Maruti attributes the strong export run to efficiency, improvement in logistics and supply of vehicles to Toyota through Suzuki Motor Corp in the African region, which contributed to half of its total exports in FY22. It remains “cautiously optimistic”.
Hyundai Motor India, which led the exports charge for 23 of the 25 years it has been in the country, was forced to change tack because of the global semiconductor shortage. Amid the shortage, the company has been prioritising the domestic market. Though the company’s exports have grown in the first eight months of the current fiscal to 60,571 units from 54,290 units in the same period a year ago, the contribution of exports in total sales has been shrinking.
Hyundai Motor India continues to be the largest exporter of Made-in-India passenger vehicles for the world, with cumulative 3.2 million units exported to over 100 markets over the last two decades, according to a company spokesperson.
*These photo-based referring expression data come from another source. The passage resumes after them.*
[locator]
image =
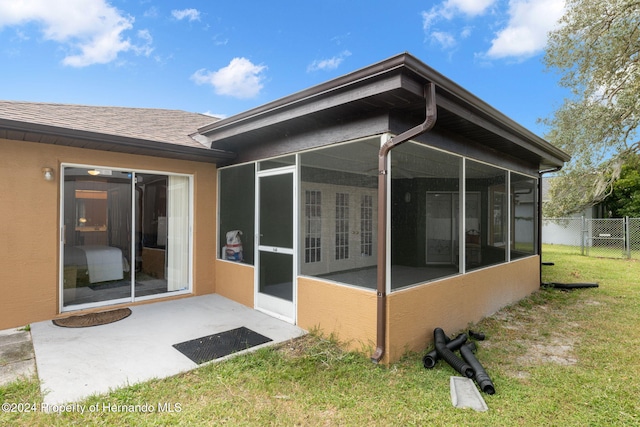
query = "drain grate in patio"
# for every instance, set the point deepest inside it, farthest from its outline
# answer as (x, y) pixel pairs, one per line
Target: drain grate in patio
(211, 347)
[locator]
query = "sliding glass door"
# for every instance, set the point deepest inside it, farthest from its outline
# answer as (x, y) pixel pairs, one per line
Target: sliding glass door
(125, 236)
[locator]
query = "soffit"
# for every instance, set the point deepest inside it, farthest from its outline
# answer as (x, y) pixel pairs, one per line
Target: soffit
(395, 87)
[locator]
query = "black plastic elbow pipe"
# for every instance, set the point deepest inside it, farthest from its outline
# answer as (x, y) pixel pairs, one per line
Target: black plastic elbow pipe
(448, 356)
(481, 376)
(429, 360)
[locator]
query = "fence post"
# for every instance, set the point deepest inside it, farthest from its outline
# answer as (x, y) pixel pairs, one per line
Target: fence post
(583, 232)
(627, 237)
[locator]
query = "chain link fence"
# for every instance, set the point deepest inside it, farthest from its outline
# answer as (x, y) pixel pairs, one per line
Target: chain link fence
(606, 238)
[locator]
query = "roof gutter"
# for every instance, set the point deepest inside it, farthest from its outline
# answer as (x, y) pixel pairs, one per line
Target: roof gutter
(383, 156)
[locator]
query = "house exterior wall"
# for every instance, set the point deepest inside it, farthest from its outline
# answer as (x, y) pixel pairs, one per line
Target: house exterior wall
(235, 281)
(347, 312)
(453, 303)
(30, 222)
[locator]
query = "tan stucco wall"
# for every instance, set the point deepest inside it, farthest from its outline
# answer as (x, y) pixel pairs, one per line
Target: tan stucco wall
(453, 303)
(348, 313)
(30, 221)
(235, 281)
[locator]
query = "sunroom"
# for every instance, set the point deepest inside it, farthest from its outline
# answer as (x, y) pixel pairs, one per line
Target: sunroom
(379, 245)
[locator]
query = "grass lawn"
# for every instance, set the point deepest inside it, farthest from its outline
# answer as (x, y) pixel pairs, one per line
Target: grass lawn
(560, 358)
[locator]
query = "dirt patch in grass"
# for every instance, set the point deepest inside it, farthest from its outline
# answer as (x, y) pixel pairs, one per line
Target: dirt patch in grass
(523, 336)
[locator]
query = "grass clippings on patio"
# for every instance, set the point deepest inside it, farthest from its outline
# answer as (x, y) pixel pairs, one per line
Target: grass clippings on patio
(562, 358)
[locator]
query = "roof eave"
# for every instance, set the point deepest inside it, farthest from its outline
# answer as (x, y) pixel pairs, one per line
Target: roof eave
(114, 143)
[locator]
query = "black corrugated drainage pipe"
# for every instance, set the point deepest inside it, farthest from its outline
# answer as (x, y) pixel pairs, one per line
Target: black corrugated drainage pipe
(570, 285)
(481, 376)
(448, 356)
(429, 121)
(429, 360)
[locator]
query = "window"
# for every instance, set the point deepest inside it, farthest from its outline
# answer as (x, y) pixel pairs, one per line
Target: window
(342, 226)
(366, 225)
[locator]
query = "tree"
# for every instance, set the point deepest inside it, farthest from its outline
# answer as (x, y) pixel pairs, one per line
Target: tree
(596, 49)
(624, 199)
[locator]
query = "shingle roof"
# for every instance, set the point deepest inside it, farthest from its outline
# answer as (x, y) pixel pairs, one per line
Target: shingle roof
(167, 126)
In calendar year 2021, it exported cars to 80 markets, with Saudi Arabia, South Africa, Mexico, Chile, Peru, Egypt, Morocco, Tunisia, and Nepal as the key markets.
"In 2022, we have witnessed and maintained high demand across all major markets This is a significant achievement, considering the rising global uncertainties due to geo-political risks, high inflation and macro-economic adversities faced by the world markets in addition to semi-conductor shortage," says the spokesperson.
Despite these challenges, the exports have remained resilient and shown growth and the company's exports crossed the pre-pandemic levels of orders, he states.
As India’s electric-PV market matures and as more affordable cars are launched post-2025, it can open new frontiers for manufacturers.
This will be particularly helpful for home-grown firms like Tata Motors and Mahindra and Mahindra, which have the capability to bring affordable electric vehicles (EVs) to India and other markets, says S&P’s Gupta. “They can carve a niche for themselves by exporting EVs that offer a range of 500 km,” he adds.
To be sure, both Tata Motors and Mahindra and Mahindra, which have so far made limited headway in exports, have their eyes firmly set on the global markets with their EV range.
Tata Motors, for instance, is “actively considering tapping into some of the export markets beyond South Asia, for its range of EVs as it sees an opportunity of selling affordable EVs in markets outside India,” Shailesh Chandra, MD, Tata Motors PVs and Electric Mobility, had said while unveiling Curvv, an e-SUV concept, in April this year.
Globally, EVs are priced above $25,000, but Tata Motors electric models cost far less than that and can be quite disruptive. For instance, the starting price for Tata Nexon, the most expensive among the company’s range of EVs, is $18,000 (Rs 15 lakh). This is the sweet spot the company aims to target, Chandra had said.
Similarly, Mahindra and Mahindra, which has collaborated with Volkswagen for EVs, is also likely to tap into various markets where VW has a presence, says Gupta.
Clearly, the race for global markets has only just begun.